Proc. SPIE 5901, 59011B, 1−7, 2005
Solar Physics and Space Weather Instrumentation
S. Fineschi and R.A. Viereck (eds.)
© SPIE − The International Society for Optical Engineering
The SMEI Real-Time Data Pipeline: From Raw CCD Frames to Photometrically
Accurate Full-Sky Maps
P.P. Hick, A. Buffington and B.V. Jackson
Center for Astrophysics and Space Sciences, University of California San Diego
Abstract
The Solar Mass Ejection Imager (SMEI) records a photometric white-light
response of the interplanetary medium from Earth over most of the sky in
near real time. We present the techniques required to process the SMEI data
from the time the raw CCD images become available to their final assembly into
photometrically accurate maps of the sky brightness of Thomson scattered sun
light. Steps in the SMEI data processing include: integration of new data into
the SMEI data base; conditioning to remove from the raw CCD images an
electronic offset (pedestal) and a temperature-dependent dark current
pattern; placement ("indexing") of the CCD images onto a high-resolution
sidereal grid using known spacecraft pointing information. During the indexing
the bulk of high-energy-particle hits (cosmic rays), space debris inside the
field of view, and pixels with a sudden state change ("flipper pixels") are
identified.

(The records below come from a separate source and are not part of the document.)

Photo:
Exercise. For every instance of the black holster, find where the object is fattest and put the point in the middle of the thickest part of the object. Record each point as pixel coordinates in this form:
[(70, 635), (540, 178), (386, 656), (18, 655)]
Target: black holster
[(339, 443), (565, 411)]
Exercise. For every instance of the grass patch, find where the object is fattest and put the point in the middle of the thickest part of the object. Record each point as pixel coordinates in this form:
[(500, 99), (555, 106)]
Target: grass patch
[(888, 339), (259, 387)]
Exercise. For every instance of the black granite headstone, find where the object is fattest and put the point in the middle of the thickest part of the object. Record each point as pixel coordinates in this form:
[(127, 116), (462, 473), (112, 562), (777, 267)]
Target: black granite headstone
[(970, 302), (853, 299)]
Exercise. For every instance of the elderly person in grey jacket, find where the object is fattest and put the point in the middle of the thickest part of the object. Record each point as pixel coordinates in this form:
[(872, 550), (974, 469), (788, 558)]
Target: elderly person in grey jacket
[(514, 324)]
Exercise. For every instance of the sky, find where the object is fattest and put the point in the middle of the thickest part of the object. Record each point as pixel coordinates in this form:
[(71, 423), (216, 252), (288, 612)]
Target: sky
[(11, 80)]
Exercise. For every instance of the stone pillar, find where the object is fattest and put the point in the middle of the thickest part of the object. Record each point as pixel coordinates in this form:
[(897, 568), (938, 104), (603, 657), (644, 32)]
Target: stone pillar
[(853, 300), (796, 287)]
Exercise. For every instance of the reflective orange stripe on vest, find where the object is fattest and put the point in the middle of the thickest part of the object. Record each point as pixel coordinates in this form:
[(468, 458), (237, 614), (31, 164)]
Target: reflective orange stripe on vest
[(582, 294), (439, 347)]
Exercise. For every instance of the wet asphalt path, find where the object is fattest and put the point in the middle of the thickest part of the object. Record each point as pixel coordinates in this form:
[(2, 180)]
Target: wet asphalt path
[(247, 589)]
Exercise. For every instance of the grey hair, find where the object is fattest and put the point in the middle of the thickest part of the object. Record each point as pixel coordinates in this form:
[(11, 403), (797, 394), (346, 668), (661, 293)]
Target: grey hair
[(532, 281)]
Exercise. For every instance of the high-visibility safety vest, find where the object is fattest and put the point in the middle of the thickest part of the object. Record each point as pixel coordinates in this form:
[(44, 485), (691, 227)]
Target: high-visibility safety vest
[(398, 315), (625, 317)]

Once the high-resolution grid is produced, it is reformatted to
a lower-resolution set of sidereal maps of sky brightness. From these we
remove bright stars, background stars, and a zodiacal cloud model (their
brightnesses are retained as additional data products). The final maps can
be represented in any convenient sky coordinate system, e.g., Sun-centered
Hammer-Aitoff or "fisheye" projections. Time series at selected sidereal
locations are extracted and processed further to remove aurorae, variable
stars and other unwanted signals. These time series of the heliospheric Thomson
scattering brightness (with a long-term base removed) are used in 3D
tomographic reconstructions. The data processing is distributed over
multiple PCs running Linux, and, runs as much as possible automatically
using recurring batch jobs ("cronjobs") mostly written in Python.
The core data processing routines are written in Fortran, C++ and IDL.